Lo guardò negli occhi e Paul rise «Sei muta?» Jenny scosse la testa «Sei la fidanzata di Brian?» Jenny scosse la testa «Sei fan?» Jenny annuì e Paul sorrise «E sei anche tenera» commentò facendo tingere le guancie di Jenny di un tenero color porpora.
Paul sorrise amaramente e passò le mano lungo i capelli morbidi e neri della ragazza «Mi dispiace davvero tanto», Jenny fece spallucce e McCartney sorrise «Sono davvero felice di averti conosciuto Jenny, davvero» «Tu sei felice di conoscere me?

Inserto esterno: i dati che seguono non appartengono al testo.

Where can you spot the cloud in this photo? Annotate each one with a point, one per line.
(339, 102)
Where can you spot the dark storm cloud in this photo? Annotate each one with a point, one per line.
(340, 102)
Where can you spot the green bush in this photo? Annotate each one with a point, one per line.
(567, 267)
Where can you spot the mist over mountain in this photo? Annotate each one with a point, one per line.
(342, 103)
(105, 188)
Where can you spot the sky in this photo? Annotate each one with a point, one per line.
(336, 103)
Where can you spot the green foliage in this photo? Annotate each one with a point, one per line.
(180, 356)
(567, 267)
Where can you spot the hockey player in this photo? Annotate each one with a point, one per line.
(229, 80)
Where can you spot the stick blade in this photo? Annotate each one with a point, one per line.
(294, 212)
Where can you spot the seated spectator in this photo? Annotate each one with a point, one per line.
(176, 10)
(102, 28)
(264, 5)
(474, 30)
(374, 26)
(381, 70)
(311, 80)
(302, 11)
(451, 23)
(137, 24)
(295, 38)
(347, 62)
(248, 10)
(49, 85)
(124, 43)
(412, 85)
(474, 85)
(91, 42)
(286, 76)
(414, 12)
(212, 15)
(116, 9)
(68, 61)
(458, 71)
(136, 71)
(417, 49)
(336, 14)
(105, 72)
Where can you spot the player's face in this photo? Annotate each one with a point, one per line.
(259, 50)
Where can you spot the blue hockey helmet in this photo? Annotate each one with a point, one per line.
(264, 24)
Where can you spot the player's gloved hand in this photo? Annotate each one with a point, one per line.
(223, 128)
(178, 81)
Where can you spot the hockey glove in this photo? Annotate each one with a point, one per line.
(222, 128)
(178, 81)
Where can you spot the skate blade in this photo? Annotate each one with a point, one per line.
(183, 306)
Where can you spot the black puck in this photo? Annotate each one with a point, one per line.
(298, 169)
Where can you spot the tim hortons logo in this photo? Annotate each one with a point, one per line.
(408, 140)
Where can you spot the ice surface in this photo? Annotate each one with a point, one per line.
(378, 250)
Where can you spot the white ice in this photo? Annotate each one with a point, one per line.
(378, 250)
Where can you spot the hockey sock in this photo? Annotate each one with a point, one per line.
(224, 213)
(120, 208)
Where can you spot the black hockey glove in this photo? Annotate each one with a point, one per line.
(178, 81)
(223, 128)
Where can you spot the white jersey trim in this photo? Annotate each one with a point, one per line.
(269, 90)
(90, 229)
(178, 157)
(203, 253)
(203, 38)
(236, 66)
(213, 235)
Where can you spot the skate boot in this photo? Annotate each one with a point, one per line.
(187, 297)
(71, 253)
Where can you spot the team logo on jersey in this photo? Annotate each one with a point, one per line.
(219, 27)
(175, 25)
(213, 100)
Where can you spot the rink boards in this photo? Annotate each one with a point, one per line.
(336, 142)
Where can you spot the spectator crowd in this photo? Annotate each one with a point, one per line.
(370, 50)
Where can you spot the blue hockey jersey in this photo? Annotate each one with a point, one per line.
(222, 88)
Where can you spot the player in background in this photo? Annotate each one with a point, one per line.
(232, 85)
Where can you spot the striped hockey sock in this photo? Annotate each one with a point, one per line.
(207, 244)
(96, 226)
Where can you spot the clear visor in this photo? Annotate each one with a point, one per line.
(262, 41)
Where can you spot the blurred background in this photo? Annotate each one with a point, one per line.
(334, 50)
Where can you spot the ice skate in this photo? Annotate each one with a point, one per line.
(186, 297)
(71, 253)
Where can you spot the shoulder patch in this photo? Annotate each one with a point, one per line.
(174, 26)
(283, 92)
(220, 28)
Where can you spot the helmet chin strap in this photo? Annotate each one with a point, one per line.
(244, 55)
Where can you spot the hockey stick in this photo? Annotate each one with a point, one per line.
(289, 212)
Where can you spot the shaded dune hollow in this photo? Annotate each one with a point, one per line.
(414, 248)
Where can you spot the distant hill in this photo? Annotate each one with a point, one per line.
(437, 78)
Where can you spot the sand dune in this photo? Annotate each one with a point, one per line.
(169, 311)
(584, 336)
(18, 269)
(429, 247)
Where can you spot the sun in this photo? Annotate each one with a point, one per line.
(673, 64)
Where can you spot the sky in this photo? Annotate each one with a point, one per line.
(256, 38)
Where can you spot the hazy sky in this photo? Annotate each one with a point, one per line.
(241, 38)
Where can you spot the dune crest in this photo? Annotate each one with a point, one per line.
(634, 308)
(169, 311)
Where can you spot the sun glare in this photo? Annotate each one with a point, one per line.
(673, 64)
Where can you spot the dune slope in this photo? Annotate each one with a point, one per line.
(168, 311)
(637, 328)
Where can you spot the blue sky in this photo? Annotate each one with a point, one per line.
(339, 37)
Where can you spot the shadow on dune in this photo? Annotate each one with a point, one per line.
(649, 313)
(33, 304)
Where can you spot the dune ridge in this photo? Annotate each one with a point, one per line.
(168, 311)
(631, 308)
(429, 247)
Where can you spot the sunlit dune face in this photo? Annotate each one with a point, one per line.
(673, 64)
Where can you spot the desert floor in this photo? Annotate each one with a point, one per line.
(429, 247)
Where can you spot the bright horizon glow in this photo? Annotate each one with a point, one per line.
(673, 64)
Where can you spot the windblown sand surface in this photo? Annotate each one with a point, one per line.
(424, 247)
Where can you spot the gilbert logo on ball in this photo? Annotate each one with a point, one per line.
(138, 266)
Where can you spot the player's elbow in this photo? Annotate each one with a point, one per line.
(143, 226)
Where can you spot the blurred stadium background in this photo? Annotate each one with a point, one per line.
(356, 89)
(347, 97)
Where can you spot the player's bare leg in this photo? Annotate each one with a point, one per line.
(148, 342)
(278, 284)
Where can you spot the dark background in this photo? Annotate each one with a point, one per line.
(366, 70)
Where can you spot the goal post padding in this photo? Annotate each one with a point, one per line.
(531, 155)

Oddio» Jenny si mise una mano sul petto e scosse la testa.
Aveva passato un pomeriggio con Paul, avevano parlato del più del meno e lui, lui era così dolce e premuroso, aveva negli occhi quella luce, quella che portava Jenny avanti nella vita, ma lei non gli disse nulla. Ora si era alzata in piedi, la scapola autografata e un sorriso sulle labbra.
Aprì la porta e prese coraggio, si voltò verso Paul che la guardava sorridendo «Paul, grazie per essere l’unico motivo che mi tiene in vita».

***

 
-          Due anni dopo.
 
Paul rimase nel suo studio, la dita che scivolavano lungo le corde della chitarra, era ispirato, sapeva di essere importante per molte persone, ma non pensava di essere il motivo per cui una persona rimasse in vita, una ragazzina, e aveva adorato quella ragazzina. Sorrise e schiuse le labbra facendone uscire un dolce suono.


Like so many girls, Jenny Wren could sing 
But a broken heart, took her soul away 

Like the other girls, Jenny Wren took wing 
She could see the world, and it's foolish ways 

How, we, spend our days, casting, love aside 
Loosing, site of life, day, by, day 

She saw poverty, breaking all the home 
Wounded warriors, took her song away 

But the day will come, Jenny Wren will sing 
When this broken world, mends its foolish ways 

Now we, spend our days, catching, up on life 
All because of you, Jenny Wren

Sorrise e posò la chitarra, ora aveva un motivo in più per vivere quella ragazza.

***

Jenny si asciugò le lacrime e rimandò la canzone dall’inizio, parlava di lei, Paul McCartney aveva scritto di lei, della sua vita, allora, a distanza di due anni Paul si ricordava di quella storia, della SUA storia, del suo viso e della sua passione. Alzò il viso e sorrise fra le lacrime. Sir James Paul McCartney le aveva ridato il sorriso.